The Rancher held a tight stare with The Convict. Before their stares were battles, wars between deadly glares. Now their eyes locked, and it was agreement. It was treaty. They knew the Gambler, in all his humor, wouldn’t come out alive. He wouldn’t be the one to take the next train. There was a Mexican Standoff in the train station of that Texas town, but two of the three knew it was no such thing. It was going to be a duel.
The Convict and The Rancher stared at each other, nodded, and squeezed the trigger to one of their pistols. With a loud yell, and a thud upon hitting the ground, The Gambler was shot dead.
The two remaining men moved both their barrels at each other. Four guns and two men. The circle was broken.
No more talk filled the station. No more laughs were to be had, no more stories to be told.
“Whatcha wanna do now mister?” The Convict asked. “Split ten paces and have ourselves a right fair duel?”
“No man’d be dumb enough to trust you,” The Rancher stated.
“Why’s that? I ain’t so different than you.”
“I ain’t nothin’ like you. You a murderer and a liar. You didn’t know the Scamp, you are
him.”
The Scamp grinned. “Was I that obvious? Damn, I thought I might have tricked you,
talking like a stupid Southerner. Really was getting on my nerves though. That dead boy talked like a moron.”
The Rancher gritted his teeth. “You sum’ bitch. You killed a good friend of mine. I’m gonna make you pay for what you done.”
The Scamp laughed. “And how are you going to do that? There isn’t a man in this world that’s faster with a pistol than me.”
“I don’t know, they say the law is swift,” The Rancher said with a smirk.
The Scamp tilted his head in confusion.
“Put the pistols down Scamp!” yelled The Lawman. He approached with a big white hat atop his head, and a Winchester rifle in his hands.
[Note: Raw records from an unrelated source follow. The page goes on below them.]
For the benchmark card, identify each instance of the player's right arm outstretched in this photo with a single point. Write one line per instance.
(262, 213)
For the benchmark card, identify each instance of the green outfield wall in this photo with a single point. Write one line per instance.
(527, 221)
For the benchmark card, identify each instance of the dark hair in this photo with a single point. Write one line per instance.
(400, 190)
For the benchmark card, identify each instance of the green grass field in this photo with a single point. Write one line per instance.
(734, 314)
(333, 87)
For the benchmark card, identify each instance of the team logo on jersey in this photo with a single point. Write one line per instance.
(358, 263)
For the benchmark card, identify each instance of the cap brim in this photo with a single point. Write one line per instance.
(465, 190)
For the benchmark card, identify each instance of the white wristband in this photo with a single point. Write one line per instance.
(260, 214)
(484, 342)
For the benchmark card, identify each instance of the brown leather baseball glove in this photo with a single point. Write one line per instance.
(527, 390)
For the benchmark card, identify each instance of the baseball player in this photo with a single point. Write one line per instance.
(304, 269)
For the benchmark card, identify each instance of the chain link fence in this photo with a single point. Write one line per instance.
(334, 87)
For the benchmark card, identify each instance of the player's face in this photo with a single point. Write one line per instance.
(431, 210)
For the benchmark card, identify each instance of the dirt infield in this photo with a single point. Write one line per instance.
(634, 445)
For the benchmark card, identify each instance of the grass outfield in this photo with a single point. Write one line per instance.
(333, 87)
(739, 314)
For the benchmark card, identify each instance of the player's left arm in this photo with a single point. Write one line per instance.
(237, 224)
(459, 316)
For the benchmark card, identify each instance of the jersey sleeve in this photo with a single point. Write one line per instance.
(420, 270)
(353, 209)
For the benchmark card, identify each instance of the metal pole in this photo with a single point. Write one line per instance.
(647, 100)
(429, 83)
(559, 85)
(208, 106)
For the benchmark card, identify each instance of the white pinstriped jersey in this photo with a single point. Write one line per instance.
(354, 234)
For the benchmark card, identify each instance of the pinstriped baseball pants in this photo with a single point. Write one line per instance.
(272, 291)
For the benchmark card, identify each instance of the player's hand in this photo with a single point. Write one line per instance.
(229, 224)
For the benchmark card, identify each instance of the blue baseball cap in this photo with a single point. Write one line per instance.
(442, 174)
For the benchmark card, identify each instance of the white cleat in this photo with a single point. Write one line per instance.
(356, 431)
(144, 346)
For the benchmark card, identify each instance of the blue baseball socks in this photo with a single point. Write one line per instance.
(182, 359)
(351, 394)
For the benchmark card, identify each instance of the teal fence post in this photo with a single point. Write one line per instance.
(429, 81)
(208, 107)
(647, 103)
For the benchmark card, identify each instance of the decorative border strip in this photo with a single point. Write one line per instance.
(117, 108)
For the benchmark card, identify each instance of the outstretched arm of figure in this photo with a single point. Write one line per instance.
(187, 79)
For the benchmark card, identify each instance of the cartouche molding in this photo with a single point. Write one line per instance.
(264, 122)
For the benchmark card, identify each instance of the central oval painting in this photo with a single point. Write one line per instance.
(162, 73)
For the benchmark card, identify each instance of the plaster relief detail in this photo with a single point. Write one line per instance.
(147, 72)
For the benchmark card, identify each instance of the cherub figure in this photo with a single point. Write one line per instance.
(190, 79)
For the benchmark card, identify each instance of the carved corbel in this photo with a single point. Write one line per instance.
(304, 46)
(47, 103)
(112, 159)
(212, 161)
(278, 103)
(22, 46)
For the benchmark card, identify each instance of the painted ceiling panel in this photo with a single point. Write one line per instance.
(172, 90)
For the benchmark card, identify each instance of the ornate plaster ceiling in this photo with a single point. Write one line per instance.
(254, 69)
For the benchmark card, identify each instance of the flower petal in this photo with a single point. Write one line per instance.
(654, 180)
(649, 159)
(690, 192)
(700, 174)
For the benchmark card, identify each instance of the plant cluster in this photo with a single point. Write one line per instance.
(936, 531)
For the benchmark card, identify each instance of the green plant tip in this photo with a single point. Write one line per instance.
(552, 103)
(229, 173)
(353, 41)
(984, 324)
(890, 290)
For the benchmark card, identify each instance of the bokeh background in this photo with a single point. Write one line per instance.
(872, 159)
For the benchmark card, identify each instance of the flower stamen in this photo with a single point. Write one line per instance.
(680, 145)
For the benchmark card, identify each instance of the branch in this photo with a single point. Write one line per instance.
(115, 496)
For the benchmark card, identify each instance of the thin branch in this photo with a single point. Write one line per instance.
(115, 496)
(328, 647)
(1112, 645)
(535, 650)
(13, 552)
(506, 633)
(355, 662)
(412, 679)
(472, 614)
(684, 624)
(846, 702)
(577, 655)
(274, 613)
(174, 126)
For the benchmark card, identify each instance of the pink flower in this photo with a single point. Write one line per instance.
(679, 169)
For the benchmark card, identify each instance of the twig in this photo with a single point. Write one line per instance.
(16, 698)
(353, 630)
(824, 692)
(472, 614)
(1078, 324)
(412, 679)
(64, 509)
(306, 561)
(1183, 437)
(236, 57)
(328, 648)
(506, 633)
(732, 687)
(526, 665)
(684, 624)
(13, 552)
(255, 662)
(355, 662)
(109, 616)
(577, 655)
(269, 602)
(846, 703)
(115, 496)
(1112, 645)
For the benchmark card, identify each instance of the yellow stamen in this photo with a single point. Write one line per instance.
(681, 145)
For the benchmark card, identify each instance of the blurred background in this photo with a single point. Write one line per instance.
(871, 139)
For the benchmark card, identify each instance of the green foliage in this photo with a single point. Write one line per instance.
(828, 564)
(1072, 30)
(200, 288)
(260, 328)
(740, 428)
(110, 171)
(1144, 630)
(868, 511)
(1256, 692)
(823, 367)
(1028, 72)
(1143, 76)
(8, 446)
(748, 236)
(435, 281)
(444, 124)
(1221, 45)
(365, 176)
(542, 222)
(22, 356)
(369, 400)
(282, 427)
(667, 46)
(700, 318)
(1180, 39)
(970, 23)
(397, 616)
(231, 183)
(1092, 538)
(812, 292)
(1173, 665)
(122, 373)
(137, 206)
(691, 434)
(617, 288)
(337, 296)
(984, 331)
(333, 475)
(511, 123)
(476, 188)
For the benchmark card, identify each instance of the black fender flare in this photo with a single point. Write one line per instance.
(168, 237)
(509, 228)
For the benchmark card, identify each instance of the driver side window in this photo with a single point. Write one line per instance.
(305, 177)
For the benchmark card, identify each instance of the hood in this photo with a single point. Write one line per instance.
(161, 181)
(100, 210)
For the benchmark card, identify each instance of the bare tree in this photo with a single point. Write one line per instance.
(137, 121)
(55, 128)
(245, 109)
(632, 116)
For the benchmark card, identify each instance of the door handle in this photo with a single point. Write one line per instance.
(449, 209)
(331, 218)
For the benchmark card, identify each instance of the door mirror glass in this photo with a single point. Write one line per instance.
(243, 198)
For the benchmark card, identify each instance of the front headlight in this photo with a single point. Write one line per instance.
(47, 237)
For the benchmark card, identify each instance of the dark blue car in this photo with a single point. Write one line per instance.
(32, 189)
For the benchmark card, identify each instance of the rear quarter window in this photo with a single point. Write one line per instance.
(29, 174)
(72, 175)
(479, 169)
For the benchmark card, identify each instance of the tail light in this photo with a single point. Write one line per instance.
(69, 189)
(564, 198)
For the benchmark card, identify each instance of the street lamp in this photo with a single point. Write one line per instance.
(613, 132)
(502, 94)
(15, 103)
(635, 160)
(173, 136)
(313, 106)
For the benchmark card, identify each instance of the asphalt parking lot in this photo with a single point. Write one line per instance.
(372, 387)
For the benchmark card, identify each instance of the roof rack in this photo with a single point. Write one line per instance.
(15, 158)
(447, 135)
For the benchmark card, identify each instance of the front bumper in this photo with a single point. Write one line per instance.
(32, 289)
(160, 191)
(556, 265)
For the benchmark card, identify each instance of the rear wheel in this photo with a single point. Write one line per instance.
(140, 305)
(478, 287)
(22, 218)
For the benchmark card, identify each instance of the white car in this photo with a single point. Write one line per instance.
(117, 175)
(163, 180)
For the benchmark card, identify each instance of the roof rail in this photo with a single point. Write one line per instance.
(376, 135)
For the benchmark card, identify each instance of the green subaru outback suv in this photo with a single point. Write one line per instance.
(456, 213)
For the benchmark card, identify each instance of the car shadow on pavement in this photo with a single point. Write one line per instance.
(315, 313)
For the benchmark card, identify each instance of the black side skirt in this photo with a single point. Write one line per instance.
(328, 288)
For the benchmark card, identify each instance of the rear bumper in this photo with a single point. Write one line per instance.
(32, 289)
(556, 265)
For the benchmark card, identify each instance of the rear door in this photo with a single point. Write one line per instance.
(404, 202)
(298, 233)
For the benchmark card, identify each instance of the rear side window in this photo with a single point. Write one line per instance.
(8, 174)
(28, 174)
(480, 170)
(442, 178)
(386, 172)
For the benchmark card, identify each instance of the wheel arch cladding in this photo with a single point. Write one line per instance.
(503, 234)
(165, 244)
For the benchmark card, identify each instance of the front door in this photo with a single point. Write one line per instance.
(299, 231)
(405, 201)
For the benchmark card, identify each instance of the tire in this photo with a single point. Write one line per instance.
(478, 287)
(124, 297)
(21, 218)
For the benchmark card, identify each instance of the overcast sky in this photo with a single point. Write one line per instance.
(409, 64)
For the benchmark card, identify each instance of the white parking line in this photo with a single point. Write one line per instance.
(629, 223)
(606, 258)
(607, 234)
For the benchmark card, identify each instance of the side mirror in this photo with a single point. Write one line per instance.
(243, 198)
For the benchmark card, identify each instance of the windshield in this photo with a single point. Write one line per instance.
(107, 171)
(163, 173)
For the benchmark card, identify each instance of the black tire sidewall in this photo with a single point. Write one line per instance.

He pointed it at the center of The Scamp’s back. “You are under arrest. This time you’re goin’ somewhere worse than Gregg County.”
The Scamp groaned under his breath. “I’m not going anywhere, especially back to prison.”
“I don’t think he’s givin’ you a choice,” remarked The Rancher.
The Scamp tightened his jaw. He squeezed the triggers of his pistols and swiftly made a turn towards The Lawman, but before he could squeeze again, a bullet found the bridge of his nose. The Scamp fell flat on his back, a trail of blood leaking up his forehead. The Rancher fell to his knees, looking down at the two holes in his gut. His blood hurried out into the sunlight and turned his shirt red before he fell listlessly into the dirt of the train station.
The Lawman walked over to the triangle of dead bodies. He bent down and closed all three pairs of eyes as the train finally rolled up to the station.